# alma-sbom Modularization and Refactoring
## Abstract of This Document
The current alma-sbom has become bloated with ad-hoc patches being applied to alma-sbom.py, except for the libsbom directory. Additionally, even within the libsbom directory, there is insufficient class/package separation, making source code management very difficult.
These conditions are having a particularly negative impact on my own work when submitting patches, and this is an issue I want to resolve.
Furthermore, since alma-sbom has several issues with its Python packaging and project structure, I want to properly address these problems this time.
PR: https://github.com/AlmaLinux/alma-sbom/pull/49
## Draft Design Document
### 1. Abstract
alma-sbom is a Python package that generates SBOMs (Software Bill of Materials) based on package and build information.

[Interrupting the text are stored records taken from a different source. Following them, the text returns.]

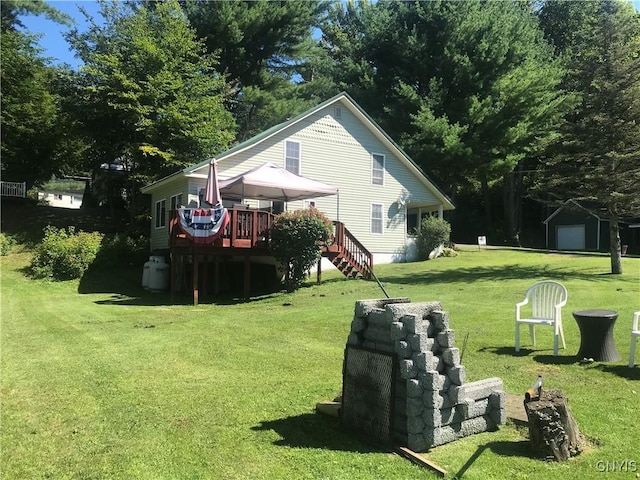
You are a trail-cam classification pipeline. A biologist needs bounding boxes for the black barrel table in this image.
[573,310,621,362]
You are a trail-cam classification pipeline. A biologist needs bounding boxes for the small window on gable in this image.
[171,193,182,211]
[371,153,384,185]
[156,199,167,228]
[371,203,384,235]
[284,140,301,175]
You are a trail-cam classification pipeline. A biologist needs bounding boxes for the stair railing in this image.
[333,221,373,279]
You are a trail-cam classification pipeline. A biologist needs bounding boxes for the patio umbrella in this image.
[204,158,221,206]
[219,163,338,202]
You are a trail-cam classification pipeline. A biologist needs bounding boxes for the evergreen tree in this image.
[183,0,335,141]
[540,0,640,273]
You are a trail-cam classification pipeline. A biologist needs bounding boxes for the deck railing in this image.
[333,221,373,278]
[169,208,273,248]
[0,182,27,198]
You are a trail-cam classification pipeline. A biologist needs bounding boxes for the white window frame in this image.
[369,203,384,235]
[284,140,302,175]
[371,152,387,186]
[169,193,183,211]
[154,198,167,228]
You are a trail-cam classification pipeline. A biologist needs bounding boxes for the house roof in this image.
[142,92,455,210]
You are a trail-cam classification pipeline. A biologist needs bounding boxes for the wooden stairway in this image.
[322,222,374,280]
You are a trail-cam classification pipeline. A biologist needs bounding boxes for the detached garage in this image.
[543,200,626,252]
[556,224,586,250]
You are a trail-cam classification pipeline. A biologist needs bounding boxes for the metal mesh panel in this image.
[340,346,396,444]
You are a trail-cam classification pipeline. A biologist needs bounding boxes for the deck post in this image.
[213,255,220,296]
[202,255,209,297]
[244,254,251,299]
[193,249,199,307]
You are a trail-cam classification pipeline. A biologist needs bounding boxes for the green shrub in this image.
[29,225,102,280]
[416,216,451,260]
[0,233,16,257]
[270,208,333,291]
[95,233,150,267]
[442,247,458,257]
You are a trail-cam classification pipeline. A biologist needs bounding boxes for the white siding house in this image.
[142,93,454,263]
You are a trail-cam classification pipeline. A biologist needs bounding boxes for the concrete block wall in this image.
[347,298,506,452]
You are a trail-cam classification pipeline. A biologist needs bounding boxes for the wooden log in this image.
[396,447,447,477]
[524,390,585,461]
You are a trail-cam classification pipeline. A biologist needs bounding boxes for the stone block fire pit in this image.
[341,298,506,452]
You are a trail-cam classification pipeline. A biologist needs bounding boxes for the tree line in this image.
[1,0,640,270]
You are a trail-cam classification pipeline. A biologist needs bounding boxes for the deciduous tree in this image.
[69,1,234,209]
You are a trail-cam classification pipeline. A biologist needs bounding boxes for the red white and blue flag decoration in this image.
[178,205,229,244]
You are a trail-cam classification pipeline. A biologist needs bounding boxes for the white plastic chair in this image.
[629,312,640,368]
[516,280,568,356]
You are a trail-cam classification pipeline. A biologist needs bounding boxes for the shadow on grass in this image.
[452,440,536,479]
[478,346,535,357]
[478,346,578,365]
[593,363,640,380]
[380,265,605,285]
[78,265,278,306]
[251,413,380,453]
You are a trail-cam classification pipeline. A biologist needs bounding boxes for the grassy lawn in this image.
[0,248,640,480]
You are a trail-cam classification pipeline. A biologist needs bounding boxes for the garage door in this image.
[557,225,585,250]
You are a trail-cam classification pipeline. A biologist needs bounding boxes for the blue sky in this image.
[21,0,640,67]
[20,0,103,67]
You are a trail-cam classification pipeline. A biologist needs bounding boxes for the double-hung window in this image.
[156,198,167,228]
[284,140,301,175]
[171,193,182,211]
[371,203,384,235]
[371,153,384,185]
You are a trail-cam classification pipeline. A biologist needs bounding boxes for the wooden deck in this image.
[169,208,373,305]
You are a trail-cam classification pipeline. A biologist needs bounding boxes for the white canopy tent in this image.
[218,163,338,202]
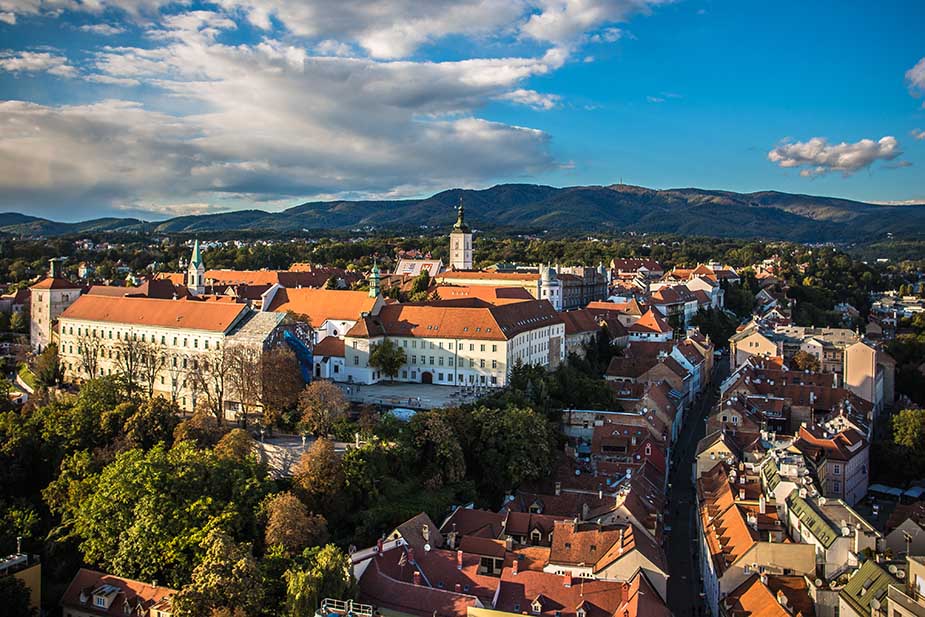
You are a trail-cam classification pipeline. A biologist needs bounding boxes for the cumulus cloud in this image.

**Note:** This document has been prepared for the purpose of this refactoring. It is not intended to replace existing documentation.
#### 1.1 Features
- Package SBOM: Generates an SBOM for a single package
- Build (Job) SBOM: Generates an SBOM containing all packages related to a build by specifying the build job ID
Additionally, the following features are provided utilizing the existing git_notarize.py:
- AlmaLinux Git Notarization Tool: This utility allows to manually notarize AlmaLinux git sources using the ImmudbWrapper. (https://github.com/AlmaLinux/alma-sbom?tab=readme-ov-file#almalinux-os-sbom-data-management-utilities)
#### 1.2 Supported Formats
- SPDX
- CycloneDX
#### 1.3 Data Sources
- immudb: Primary source for package and build information
- RPM package: Supplementary source for package information
### 2. Architecture
#### 2.1 Overall Structure
Note: This is that refer to structure overview. So, note that it doesn't have all file.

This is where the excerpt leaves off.